No, it is not twice the voltage PLUS 1000v. It is only up to twice the voltage. I didn't have time last night to elaborate and there are many threads here about megging.
You are correct to use the lowest setting for your situation. It sounds as if there is no problem whatsoever with the piece of cable you tested. 

However, I have made the mistake in the past of leaving the red lead in the lower resistance jack on the meter the one that only tests to 22k ohms. So when I tested for a higher resistance, It read open, even when I knew it should have some type of lower resistance reading. 

I don't know the exact meter you have, but mine has a jack for lower resistance using only the 9v battery power not the 50v+ the other jack has available. I think I have a 1587.


----------



## Bad Electrician (May 20, 2014)

Start low work to a higher voltage by starting at the lowest voltage you will avoid frying any equipment that may be connected to the conductors under test.

1000 VDC 

Get a soft pencil and some paper and make 1,000,001 scratches and Megger that in various places.

For the record you have an Insulation Resistance Tester I do not believe Fluke ever calls it a Megger a Trademarked name of one of their competitors.


----------



## Bad Electrician (May 20, 2014)

Tried to post the video but it isn't working.
http://i159.photobucket.com/albums/t127/brianjohn2580/00022_zps5591fc21.mp4


----------



## Wirenuting (Sep 12, 2010)

Bad Electrician said:


> Tried to post the video but it isn't working. http://i159.photobucket.com/albums/t127/brianjohn2580/00022_zps5591fc21.mp4


Post it on you tube and link it here.


----------



## Zog (Apr 15, 2009)

Bad Electrician said:


> Tried to post the video but it isn't working.
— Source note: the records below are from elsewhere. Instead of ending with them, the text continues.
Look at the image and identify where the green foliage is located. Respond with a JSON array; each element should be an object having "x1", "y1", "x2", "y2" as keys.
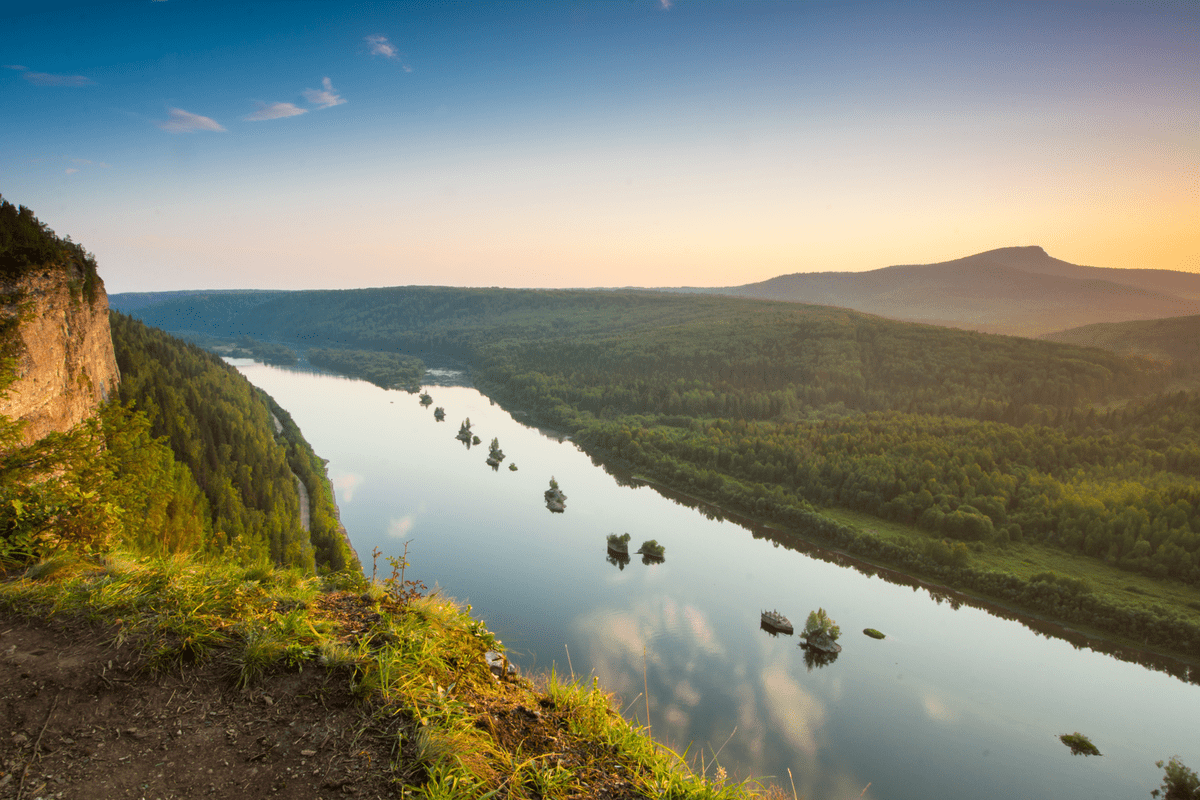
[
  {"x1": 110, "y1": 312, "x2": 327, "y2": 570},
  {"x1": 637, "y1": 539, "x2": 665, "y2": 558},
  {"x1": 228, "y1": 337, "x2": 297, "y2": 366},
  {"x1": 0, "y1": 195, "x2": 101, "y2": 299},
  {"x1": 863, "y1": 628, "x2": 886, "y2": 639},
  {"x1": 308, "y1": 346, "x2": 424, "y2": 391},
  {"x1": 259, "y1": 393, "x2": 359, "y2": 573},
  {"x1": 803, "y1": 608, "x2": 840, "y2": 642},
  {"x1": 1154, "y1": 757, "x2": 1200, "y2": 799},
  {"x1": 1059, "y1": 732, "x2": 1101, "y2": 756}
]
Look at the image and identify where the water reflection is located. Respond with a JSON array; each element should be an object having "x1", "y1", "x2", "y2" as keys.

We have seen it before :whistling2:


----------



## Paul S. (Sep 8, 2012)

Thanks for all the posts! I just contacted Fluke tech support too. - After reading the posts here, tech support, and checking the manual I have a much better understanding on how to use this tester. Again, I appreciate all the posts!


----------



## Big John (May 23, 2010)

For 600V class power equipment, the standard test voltage is 1kVDC, and that includes basically all building wire. That said, _do not_ assume that this applies to everything connected to 600V class equipment. 
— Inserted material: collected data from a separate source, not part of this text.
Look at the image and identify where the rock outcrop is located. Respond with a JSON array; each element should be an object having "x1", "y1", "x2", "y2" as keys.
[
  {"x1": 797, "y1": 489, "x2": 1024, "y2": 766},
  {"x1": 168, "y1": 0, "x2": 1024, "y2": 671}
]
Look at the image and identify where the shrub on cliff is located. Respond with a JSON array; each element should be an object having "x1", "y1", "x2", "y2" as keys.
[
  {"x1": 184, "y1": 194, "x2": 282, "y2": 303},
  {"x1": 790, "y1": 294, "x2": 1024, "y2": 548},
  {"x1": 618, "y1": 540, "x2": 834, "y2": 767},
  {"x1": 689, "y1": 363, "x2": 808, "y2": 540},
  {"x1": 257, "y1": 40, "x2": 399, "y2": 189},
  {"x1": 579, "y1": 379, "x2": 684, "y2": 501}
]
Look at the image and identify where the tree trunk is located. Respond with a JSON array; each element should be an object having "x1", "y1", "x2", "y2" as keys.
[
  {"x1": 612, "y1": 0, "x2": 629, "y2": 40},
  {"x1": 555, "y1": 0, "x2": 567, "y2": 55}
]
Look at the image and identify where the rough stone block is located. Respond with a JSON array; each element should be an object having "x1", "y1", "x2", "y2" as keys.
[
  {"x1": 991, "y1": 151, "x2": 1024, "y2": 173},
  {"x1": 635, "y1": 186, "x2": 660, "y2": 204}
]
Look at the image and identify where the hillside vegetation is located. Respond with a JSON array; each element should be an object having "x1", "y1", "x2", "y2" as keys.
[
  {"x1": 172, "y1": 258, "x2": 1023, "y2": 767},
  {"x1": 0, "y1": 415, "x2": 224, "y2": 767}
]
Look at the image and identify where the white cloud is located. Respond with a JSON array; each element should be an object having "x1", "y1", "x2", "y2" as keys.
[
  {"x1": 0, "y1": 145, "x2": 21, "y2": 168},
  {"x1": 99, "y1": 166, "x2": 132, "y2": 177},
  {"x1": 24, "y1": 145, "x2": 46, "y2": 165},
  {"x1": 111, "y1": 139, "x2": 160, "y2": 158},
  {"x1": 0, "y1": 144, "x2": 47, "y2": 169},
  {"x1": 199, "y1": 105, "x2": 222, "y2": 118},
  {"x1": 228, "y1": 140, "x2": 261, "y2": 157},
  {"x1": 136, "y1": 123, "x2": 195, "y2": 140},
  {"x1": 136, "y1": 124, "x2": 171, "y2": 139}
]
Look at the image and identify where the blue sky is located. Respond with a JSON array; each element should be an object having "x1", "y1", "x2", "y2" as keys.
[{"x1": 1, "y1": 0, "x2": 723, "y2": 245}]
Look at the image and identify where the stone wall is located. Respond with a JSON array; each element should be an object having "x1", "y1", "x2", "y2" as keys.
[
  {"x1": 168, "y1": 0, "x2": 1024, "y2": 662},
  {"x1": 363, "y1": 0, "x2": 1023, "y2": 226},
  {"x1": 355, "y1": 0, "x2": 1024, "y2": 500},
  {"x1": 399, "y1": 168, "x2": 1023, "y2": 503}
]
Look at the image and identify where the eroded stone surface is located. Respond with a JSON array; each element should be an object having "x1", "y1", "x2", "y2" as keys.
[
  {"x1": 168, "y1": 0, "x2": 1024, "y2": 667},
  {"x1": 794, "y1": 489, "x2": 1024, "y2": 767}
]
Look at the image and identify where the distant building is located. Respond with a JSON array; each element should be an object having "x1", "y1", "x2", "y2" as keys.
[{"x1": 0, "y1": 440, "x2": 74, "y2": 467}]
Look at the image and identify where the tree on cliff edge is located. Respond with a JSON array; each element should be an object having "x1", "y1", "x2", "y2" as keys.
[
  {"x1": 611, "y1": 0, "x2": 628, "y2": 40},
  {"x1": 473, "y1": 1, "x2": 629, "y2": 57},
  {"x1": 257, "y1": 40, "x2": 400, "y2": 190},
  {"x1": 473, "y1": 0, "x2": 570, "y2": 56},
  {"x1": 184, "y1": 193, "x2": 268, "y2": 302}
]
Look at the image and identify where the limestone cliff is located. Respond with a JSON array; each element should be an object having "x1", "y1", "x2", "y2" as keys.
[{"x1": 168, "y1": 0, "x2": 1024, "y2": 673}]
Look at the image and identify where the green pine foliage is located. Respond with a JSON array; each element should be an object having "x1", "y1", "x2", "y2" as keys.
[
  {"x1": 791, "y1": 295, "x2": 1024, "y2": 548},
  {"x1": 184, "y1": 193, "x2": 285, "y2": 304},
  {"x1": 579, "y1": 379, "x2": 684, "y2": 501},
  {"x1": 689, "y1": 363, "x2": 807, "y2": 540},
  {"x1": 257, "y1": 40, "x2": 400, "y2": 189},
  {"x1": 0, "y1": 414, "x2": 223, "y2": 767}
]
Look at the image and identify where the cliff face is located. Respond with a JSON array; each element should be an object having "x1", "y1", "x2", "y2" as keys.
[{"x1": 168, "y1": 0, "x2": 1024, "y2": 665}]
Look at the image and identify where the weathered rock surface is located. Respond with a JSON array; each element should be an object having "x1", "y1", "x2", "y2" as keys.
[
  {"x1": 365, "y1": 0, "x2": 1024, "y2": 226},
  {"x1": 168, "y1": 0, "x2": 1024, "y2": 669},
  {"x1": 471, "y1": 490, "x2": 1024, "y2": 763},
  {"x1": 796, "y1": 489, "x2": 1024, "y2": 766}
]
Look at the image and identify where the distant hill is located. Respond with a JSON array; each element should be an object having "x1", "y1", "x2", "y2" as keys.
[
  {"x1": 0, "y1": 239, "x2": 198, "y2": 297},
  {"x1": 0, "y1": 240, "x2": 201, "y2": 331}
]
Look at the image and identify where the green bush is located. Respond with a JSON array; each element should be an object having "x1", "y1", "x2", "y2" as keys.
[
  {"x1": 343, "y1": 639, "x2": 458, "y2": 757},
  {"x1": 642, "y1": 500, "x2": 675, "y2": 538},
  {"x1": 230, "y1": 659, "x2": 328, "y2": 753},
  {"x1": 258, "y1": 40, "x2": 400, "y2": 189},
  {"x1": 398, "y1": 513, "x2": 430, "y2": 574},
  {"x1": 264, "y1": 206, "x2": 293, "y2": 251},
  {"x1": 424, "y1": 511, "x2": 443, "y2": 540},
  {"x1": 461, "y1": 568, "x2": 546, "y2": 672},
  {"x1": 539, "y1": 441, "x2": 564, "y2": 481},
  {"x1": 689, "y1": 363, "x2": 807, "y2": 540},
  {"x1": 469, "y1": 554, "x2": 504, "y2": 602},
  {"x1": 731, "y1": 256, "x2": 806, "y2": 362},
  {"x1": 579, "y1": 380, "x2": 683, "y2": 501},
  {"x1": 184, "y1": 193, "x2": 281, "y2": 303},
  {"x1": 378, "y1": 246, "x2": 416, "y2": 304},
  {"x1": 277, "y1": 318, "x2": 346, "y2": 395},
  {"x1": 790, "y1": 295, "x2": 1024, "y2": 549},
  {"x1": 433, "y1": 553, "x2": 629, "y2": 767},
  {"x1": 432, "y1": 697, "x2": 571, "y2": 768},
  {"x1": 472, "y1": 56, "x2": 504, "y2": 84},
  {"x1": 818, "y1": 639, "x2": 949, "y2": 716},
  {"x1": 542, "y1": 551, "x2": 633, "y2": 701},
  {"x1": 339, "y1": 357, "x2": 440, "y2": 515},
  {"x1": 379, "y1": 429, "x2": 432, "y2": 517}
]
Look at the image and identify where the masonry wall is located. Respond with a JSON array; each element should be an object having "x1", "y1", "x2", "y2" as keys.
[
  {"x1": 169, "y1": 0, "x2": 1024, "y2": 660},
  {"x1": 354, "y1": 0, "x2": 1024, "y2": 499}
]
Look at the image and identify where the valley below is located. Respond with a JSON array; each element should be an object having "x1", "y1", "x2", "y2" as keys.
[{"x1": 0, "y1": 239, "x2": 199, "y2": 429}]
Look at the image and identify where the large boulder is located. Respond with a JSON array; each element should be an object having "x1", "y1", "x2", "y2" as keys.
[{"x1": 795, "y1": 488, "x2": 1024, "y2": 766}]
We recently saw that mistake where a guy hooked up to a switchboard full of digital metering. Yeah, 480V electronics ain't a fan of 1000V.


----------



## Jlarson (Jun 28, 2009)

Big John said:


> For 600V class power equipment, the standard test voltage is 1kVDC, and that includes basically all building wire. That said, _do not_ assume that this applies to everything connected to 600V class equipment.
> 
> We recently saw that mistake where a guy hooked up to a switchboard full of digital metering. Yeah, 480V electronics ain't a fan of 1000V.


I asked a guy that was meggering all the newly installed I/O into a PLC cabinet for commissioning tests, "did you reconnect everything to the PLC when you were done?" all I got was this look :blink:, I knew it was gonna be bad :laughing:


----------



## Big John (May 23, 2010)

Jlarson said:


> ...All I got was this look :blink:....


 Did you know that look makes a noise? It really does, I've heard it. Every time someone makes that face at me on a job I just hear this loud "GOD DAMMIT!" Everywhere I go, it's the same, and I've never figured out where that noise is coming from.


----------



## Jhellwig (Jun 18, 2014)

Paul S. said:


> I guess my main question here is why would I get a higher resistance reading using a higher voltage? It seems to me that at a higher voltage I would read less resistance not more.


You aren't getting a higher resistance. That it just the top of the scale for those two voltages. It is just how the meter is. There is nothing wrong with the wire or the meter.

If you look next to the number you will see >. It just means that the reading it greater than whatever the number is instead if saying infinity.


----------



## Jlarson (Jun 28, 2009)

Big John said:


> Did you know that look makes a noise? It really does, I've heard it. Every time someone makes that face at me on a job I just hear this loud "GOD DAMMIT!" Everywhere I go, it's the same, and I've never figured out where that noise is coming from.


:laughing:

I've also hear "you dumb mother ****er" a few times its really weird, must be the wind.


----------